Sewer Plans Once Again Threaten Elk
By John McCoy
If you tilt your head toward Pocahontas County and listen closely, you can hear the Elk River’s nationally famous trout fishing being flushed down 1,950 toilets.
The final gurgle at the bottom of the bowl hasn’t yet been heard, but a hand is on the lever and is starting to exert pressure. The hand belongs to Scott Milliken, a commissioner for the Pocahontas County Public Service District. At a July 16 meeting, Milliken shocked an audience of Snowshoe Resort landowners when he announced wholesale changes in the site and design of a proposed sewage plant for 1,950 homes along the upper Elk watershed.

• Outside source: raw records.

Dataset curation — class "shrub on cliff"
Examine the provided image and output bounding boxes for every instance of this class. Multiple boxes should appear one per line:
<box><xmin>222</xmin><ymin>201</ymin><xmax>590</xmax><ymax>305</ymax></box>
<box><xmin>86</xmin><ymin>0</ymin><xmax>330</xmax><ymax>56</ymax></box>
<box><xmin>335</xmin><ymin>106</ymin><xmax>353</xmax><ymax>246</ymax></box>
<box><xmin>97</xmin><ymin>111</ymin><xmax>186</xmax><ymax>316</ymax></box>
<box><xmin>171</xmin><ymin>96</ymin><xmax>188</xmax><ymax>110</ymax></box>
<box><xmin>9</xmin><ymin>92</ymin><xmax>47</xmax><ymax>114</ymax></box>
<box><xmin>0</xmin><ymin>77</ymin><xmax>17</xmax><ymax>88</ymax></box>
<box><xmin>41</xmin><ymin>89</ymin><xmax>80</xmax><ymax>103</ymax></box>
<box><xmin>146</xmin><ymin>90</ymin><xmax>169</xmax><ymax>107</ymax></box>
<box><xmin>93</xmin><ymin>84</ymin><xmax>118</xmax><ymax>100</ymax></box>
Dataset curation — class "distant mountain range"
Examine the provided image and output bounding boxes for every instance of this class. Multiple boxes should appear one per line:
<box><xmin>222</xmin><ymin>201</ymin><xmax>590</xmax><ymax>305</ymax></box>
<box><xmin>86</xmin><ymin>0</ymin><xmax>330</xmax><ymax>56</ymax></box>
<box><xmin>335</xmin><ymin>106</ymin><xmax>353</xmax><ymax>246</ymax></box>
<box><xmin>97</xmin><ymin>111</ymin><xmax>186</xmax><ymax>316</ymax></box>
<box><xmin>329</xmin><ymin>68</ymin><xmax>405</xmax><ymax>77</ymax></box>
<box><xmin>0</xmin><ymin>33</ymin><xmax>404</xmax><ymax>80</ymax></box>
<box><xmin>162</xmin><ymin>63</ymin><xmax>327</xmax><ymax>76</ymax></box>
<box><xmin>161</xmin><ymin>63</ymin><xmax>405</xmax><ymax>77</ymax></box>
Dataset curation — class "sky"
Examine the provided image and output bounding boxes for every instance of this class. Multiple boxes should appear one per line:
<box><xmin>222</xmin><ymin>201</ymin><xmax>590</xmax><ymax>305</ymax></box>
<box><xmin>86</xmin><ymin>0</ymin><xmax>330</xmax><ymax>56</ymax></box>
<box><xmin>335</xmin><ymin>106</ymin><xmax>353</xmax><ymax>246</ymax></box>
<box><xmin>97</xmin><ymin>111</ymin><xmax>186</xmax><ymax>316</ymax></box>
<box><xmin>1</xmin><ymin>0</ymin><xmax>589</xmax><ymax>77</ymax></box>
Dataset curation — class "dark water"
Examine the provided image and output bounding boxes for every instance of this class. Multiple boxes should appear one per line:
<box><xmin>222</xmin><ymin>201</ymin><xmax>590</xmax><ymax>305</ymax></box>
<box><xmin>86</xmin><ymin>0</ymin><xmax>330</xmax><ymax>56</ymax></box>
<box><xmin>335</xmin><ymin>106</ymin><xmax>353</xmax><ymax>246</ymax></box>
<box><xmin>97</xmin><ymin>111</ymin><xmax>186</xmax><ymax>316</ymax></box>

Milliken told the audience that the plant would be built at Slatyfork, near the junction of the Elk’s two main tributaries, Old Field Fork and Big Spring Fork. Milliken further revealed that the plant would not contain special filtering and cooling systems designed to protect trout fishing.
The announcements stunned Dave Breitmeier, a fishing guide who lives near the Elk at Valley Fork. “It was like [PSD officials] did a complete 180-degree turnabout,” he said earlier this week via telephone.
At a public meeting just a few days earlier, a spokesman for Clarksburg-based Thrasher Engineering had announced that the plant would be located on Snowshoe Resort property near Cupp Run, and that the sewage would be run through a batch filtration system, a mechanical membrane bioreactor system and an effluent cooling system before being released.
“When [the engineer] told us those things, I frankly was relieved,” Breitmeier said. “With that [Cupp Run] site, there’s no danger of flooding and no danger that the sewage could get into the sinkholes and caves that underlie the Slatyfork area. And with that degree of treatment, the water being discharged from the plant wouldn’t do any harm to trout fishing.”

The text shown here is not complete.